Decagon CEO Jesse Zhang and a16z partner Kimberly Tan discuss how LLMs are reshaping customer support, the strong market demand for AI agents, and how AI agents give startups a a new pricing model to help disrupt incumbents.
In this episode of the AI + a16z podcast, Decagon cofounder/CEO Jesse Zhang and a16z partner Kimberly Tan discuss how LLMs are reshaping customer support, the strong market demand for AI agents, and how AI agents give startups a a new pricing model to help disrupt incumbents.
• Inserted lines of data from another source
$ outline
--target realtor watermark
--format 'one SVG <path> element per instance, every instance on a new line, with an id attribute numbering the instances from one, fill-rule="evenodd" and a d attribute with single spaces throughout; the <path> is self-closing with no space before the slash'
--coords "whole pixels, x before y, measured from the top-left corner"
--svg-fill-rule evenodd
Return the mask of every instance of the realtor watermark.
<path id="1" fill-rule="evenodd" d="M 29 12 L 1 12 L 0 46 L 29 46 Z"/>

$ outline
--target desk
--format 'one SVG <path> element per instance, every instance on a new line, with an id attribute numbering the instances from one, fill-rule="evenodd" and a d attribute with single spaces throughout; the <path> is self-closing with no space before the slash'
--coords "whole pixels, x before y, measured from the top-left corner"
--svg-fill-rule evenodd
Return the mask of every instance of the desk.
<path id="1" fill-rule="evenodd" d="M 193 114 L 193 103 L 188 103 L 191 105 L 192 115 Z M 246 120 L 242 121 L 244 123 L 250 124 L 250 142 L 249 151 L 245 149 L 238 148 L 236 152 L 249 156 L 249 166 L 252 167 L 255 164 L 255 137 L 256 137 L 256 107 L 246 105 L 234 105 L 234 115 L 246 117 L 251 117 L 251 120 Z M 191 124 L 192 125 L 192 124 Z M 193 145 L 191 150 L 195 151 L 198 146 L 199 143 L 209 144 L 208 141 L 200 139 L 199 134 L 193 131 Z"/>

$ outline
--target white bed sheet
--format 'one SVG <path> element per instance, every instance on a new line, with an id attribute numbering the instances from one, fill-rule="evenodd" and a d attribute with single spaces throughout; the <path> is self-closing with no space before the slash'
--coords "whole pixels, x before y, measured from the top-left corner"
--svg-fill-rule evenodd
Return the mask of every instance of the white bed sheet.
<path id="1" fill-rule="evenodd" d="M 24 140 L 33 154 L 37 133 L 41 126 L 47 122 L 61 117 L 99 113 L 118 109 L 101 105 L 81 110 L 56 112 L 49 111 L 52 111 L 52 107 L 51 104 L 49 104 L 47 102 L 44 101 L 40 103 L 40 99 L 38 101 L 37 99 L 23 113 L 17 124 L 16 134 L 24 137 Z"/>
Here's an excerpt of Jesse explaining how conversation-based pricing can win over customers who are used to traditional seat-based pricing:
"Our view on this is that, in the past, software is based per seat because it's roughly scaled based on the number of people that can take advantage of the software.
"With most AI agents, the value . . . doesn't really scale in terms of the number of people that are maintaining it; it's just the amount of work output. . . . The pricing that you want to provide has to be a model where the more work you do, the more that gets paid.
"So for us, there's two obvious ways to do that: you can pay per conversation, or you can pay per resolution. One fun learning for us has been that most people have opted into the per-conversation model . . . It just creates a lot more simplicity and predictability.
. . .
"It's a little bit tricky for incumbents if they're trying to launch agents because it just cannibalizes their seat-based model. . . . Incumbents have less risk tolerance, naturally, because they have a ton of customers. And if they're iterating quickly and something doesn't go well, that's a big loss for them. Whereas, younger companies can always iterate a lot faster, and the iteration process just inherently leads to better product. . .
"We always want to pride ourselves on shipping speed, quality of the product, and just how hardcore our team is in terms of delivering things."